München. Der Fall des in der Schweiz inhaftierten Deutschen Michael Seidl zieht immer größere Kreise. Ein Sprecher der Staatsanwaltschaft St. Gallen sagte auf Anfrage, die Behörde gehe inzwischen von einem Schaden von „umgerechnet rund 50 Millionen Euro aus“. Nach derzeitigem Ermittlungsstand seien etwa 2000 Anleger geschädigt worden, „nahezu alles Deutsche“. Zunächst hatte die Behörde die mögliche Schadenshöhe offen gelassen. Seidl sitzt seit Ende Juli in St. Gallen in U-Haft.
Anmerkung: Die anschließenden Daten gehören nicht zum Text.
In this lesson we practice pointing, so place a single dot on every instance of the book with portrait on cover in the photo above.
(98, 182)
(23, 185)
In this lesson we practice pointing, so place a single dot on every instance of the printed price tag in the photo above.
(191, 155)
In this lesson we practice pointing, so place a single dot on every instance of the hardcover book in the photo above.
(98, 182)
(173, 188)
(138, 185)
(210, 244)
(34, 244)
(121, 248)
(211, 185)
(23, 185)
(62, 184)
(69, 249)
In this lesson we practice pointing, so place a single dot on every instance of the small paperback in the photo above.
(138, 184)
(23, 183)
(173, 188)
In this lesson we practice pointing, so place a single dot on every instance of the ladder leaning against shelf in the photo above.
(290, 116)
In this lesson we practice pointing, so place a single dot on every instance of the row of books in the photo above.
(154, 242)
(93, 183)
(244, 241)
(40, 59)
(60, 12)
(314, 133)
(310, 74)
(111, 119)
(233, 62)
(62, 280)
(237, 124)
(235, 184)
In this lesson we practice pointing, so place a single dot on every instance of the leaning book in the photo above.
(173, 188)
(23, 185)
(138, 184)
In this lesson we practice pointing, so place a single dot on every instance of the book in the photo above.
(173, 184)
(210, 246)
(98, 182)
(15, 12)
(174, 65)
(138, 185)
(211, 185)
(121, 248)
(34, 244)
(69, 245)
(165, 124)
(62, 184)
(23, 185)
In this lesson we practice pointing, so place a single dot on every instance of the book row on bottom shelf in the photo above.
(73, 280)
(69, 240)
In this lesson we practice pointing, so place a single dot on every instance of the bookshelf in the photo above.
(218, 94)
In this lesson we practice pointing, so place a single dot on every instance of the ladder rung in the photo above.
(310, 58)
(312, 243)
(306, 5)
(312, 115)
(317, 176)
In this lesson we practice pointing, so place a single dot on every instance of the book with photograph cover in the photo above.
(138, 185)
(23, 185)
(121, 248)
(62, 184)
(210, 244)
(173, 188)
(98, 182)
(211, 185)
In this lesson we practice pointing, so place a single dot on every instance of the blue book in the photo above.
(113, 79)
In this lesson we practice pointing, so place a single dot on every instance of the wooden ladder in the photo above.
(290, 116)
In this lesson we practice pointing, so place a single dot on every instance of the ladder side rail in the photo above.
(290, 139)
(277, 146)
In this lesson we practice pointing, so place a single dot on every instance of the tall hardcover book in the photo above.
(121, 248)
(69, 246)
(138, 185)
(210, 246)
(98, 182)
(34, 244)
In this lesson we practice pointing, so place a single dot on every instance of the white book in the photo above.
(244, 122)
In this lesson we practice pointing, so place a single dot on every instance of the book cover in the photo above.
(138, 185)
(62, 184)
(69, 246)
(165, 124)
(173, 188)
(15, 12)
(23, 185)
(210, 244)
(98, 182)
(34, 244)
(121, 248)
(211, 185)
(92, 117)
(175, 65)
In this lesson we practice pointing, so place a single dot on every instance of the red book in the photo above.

Die Schweizer Behörden ermitteln gegen den 40jährigen Deutschen wegen des Verdachts des Betrugs und der Untreue. Im Mittelpunkt der Ermittlungen stehen dabei die Vorgänge um den inzwischen insolventen Vermögensberater Samiv AG aus Rorschach im Kanton St. Gallen. Er gehört zu Seidls Firmenkonglomerat um die Liechtensteiner Money Service Group (MSG). „Wir gehen momentan davon aus, dass seit 2003 keine Gelder mehr investiert wurden“, sagte ein Sprecher der Staatsanwaltschaft. Bei der Samiv AG sind die Konten offenbar leer geräumt. Aus Justizkreisen heißt es, man müsse von einem Totalverlust ausgehen. Auch in Liechtenstein ist Seidl ins Visier der Justiz geraten. Dort ermitteln die Behörden gegen den studierten Betriebswirt wegen des Verdachts des „schweren gewerbsmässigen Betruges, der Untreue und der Geldwäscherei“. Inzwischen hat das Fürstentum auch einen Auslieferungsantrag gestellt.

Nach den bisherigen Erkenntnissen der Vaduzer Ermittler soll Seidl Anleger um weitere mindestens 21 Millionen Euro geprellt haben. Dabei soll der Deutsche über die MSG Fondseinlagen auf ein privates Konto umgeleitet haben und so ein aufwändiges Leben finanziert haben (Euro am Sonntag berichtete). Neben der Miete für eine Luxusvilla gehörten dazu Unterhaltszahlungen sowie Kreditkartenabrechnungen. Außerdem soll Seidl auch die Ausgaben für Sportsponsoring aus den Anlegergeldern bestritten haben. Zu den MSG-Werbeträgern gehörten der bekannte österreichische Skifahrer Michael Walchhofer sowie der früheren Formel-1-Rennfahrer und Unternehmer Niki Lauda.

Seidl hatte in den vergangenen Jahren ein enges Firmengeflecht aufgebaut. Neben der Samiv und der Money Service Group gehörten dazu auch die Hermes Invest und die MS Value im oberbayerischen Wolfratshausen. Alleine die MSG soll insgesamt rund 30 Millionen Euro bei Anlegern eingesammelt haben, den Großteil davon in Deutschland und Österreich. Inzwischen formieren sich die geprellten Investoren. Alleine die Berliner Kanzlei Rohde  & Späth vertritt inzwischen nach eigenen Angaben 20 Mandanten. Zudem liegen bei der Staatsanwaltschaft München II inzwischen zwei Anzeigen „gegen führende Personen aus dem Firmengeflecht vor“, sagte ein Behördensprecher.  Außerdem sei inzwischen auch ein Rechtshilfeersuchen aus Liechtenstein eingegangen, hieß es.